Performance Tuning#

Vulnerability-Lookup is a multi-layered system. Tuning each layer appropriately is important for production deployments handling large volumes of vulnerability data.

This guide covers the main components: Gunicorn (web server), Kvrocks (primary storage), Valkey/Redis (cache), PostgreSQL (user accounts and metadata), and optional PgBouncer (connection pooling).

Production Reference Architecture#

A production deployment serving high traffic typically places several edge layers in front of Vulnerability-Lookup.
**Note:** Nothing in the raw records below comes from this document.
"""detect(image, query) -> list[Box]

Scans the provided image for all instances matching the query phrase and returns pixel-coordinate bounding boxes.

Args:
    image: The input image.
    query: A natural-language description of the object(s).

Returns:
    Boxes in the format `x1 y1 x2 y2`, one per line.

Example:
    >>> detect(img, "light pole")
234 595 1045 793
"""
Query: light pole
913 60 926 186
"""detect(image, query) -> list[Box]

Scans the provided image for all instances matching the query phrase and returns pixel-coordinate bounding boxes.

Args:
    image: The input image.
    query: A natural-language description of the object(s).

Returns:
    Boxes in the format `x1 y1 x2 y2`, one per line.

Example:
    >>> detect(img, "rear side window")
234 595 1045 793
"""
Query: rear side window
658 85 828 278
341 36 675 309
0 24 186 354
The diagram below shows the topology used by the CIRCL/GCVE production instances and is a good reference for any deployment that needs to handle many concurrent connections.

        flowchart LR
    Client(["Client<br/>HTTP/2 + TLS"])
    HA["HAProxy<br/>TLS termination<br/>L4/L7 load balancing"]
    V["Varnish<br/>HTTP reverse-proxy cache"]
    NGX_D["Nginx<br/>open-data dumps"]
    NGX_S["Nginx<br/>static-asset CDN"]
    VL["Vulnerability-Lookup<br/>Gunicorn + Flask"]
    PGB["PgBouncer<br/>connection pooling"]
    PG[("PostgreSQL")]
    KV[("Kvrocks<br/>primary storage")]
    VAL[("Valkey")]
    DUMPS[("Daily Kvrocks<br/>NDJSON dumps")]
    STATIC[("Flask /static/<br/>CSS · JS · images")]

    Client -->|HTTPS| HA
    HA -->|HTTP/2| V
    HA -->|"HTTP/2<br/>/dumps/"| NGX_D
    HA -->|"HTTP/2<br/>/static"| NGX_S
    V -->|HTTP/1.1| VL
    NGX_D --> DUMPS
    NGX_S --> STATIC
    VL -->|SQL| PGB
    PGB --> PG
    VL -->|RESP| KV
    KV -.->|replication| VAL

Compared to the simpler Nginx-only setup described later in this document, this stack adds four dedicated front-end services — HAProxy, Varnish, and two Nginx instances (one for the open-data dumps under /dumps/, one acting as a CDN for the Flask application’s /static assets) — each solving a specific scaling problem.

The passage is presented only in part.